Sul valore orientativo dell’esperienza si è soffermato anche il professor Giuseppe Corsaro, docente e responsabile del PCTO, sottolineando come la mission della scuola sia anche quella di «creare percorsi che permettano ai ragazzi di avvicinarsi concretamente al mondo delle professioni».
A evidenziare la portata innovativa del progetto è stato il direttore amministrativo aziendale del G.O.M., dott.
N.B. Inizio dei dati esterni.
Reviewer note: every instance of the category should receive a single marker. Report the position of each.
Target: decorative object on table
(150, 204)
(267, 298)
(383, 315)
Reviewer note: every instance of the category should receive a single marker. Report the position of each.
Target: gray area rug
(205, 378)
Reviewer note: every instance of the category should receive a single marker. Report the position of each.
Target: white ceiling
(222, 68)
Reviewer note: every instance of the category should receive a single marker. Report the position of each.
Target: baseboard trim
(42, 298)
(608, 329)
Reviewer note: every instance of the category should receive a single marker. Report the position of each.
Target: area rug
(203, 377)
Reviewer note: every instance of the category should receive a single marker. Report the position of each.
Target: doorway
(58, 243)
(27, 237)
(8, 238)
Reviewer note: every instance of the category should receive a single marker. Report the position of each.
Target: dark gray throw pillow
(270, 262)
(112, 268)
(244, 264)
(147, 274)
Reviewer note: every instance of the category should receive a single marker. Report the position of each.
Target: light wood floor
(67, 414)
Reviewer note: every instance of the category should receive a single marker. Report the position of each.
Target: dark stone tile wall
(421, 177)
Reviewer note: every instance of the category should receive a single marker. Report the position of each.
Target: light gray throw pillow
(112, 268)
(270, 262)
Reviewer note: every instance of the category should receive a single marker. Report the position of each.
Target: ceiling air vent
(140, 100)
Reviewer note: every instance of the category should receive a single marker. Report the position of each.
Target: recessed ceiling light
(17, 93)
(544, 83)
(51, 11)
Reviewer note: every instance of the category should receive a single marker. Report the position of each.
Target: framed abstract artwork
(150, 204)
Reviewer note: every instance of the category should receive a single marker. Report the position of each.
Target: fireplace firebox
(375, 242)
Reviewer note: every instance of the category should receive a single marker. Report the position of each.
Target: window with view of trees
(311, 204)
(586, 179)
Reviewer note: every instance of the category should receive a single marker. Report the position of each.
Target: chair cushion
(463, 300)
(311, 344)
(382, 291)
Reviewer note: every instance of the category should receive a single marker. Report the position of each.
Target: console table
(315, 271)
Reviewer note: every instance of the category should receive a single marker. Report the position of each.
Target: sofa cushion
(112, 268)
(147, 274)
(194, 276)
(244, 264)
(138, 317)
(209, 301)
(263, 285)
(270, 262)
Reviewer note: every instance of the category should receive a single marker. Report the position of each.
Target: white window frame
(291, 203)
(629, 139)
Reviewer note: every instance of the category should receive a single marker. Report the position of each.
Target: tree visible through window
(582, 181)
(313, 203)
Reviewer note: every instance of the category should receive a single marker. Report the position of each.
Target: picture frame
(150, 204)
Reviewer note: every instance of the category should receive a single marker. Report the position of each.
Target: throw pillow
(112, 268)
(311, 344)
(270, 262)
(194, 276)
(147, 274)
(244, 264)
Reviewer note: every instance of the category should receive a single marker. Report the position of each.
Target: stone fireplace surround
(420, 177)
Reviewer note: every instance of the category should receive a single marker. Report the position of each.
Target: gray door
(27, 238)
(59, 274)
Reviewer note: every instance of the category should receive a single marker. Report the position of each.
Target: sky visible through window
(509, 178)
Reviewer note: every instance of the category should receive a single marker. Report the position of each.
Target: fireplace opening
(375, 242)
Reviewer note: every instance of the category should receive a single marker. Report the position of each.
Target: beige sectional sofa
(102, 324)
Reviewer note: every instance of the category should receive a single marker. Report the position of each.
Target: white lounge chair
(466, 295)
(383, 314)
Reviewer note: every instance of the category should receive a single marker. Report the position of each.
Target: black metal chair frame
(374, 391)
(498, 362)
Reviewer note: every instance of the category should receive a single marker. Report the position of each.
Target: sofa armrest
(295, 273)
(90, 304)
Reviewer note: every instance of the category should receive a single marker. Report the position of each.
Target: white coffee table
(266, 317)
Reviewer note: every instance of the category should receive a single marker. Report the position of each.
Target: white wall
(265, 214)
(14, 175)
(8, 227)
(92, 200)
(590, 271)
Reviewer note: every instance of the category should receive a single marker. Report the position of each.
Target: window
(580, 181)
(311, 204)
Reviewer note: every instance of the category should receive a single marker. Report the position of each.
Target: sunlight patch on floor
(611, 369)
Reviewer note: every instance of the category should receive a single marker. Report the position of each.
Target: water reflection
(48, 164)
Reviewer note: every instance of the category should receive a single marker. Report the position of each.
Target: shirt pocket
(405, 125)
Francesco Araniti. «È la prima volta che gli uffici amministrativi dell’ospedale si aprono a un’esperienza di alternanza scuola-lavoro così strutturata – ha spiegato –. Il personale coinvolto nel tutoraggio si è impegnato a far conoscere agli studenti attività fondamentali come elementi di bilancio, redazione di note legali e gestione giuridica ed economica del personale».
Un impegno che ha trovato riscontro nell’atteggiamento degli studenti: «Hanno dimostrato entusiasmo, curiosità e voglia di imparare, portando una ventata di freschezza all’interno degli uffici», ha aggiunto Araniti.
Nel corso del PCTO, gli studenti hanno frequentato diverse unità operative complesse dell’azienda ospedaliera, tra cui Gestione risorse economiche e finanziarie, Programmazione e controllo di gestione e SIA presso il presidio “Riuniti”, Gestione e sviluppo delle risorse umane e formazione, Affari generali legali e assicurativi e Avvocatura aziendale.
Un’esperienza che si inserisce nel solco delle buone pratiche di collaborazione tra istituzioni del territorio e che rafforza il ruolo della scuola come luogo di orientamento consapevole, capace di preparare gli studenti ad affrontare con maggiore lucidità e competenza il passaggio verso il mondo del lavoro.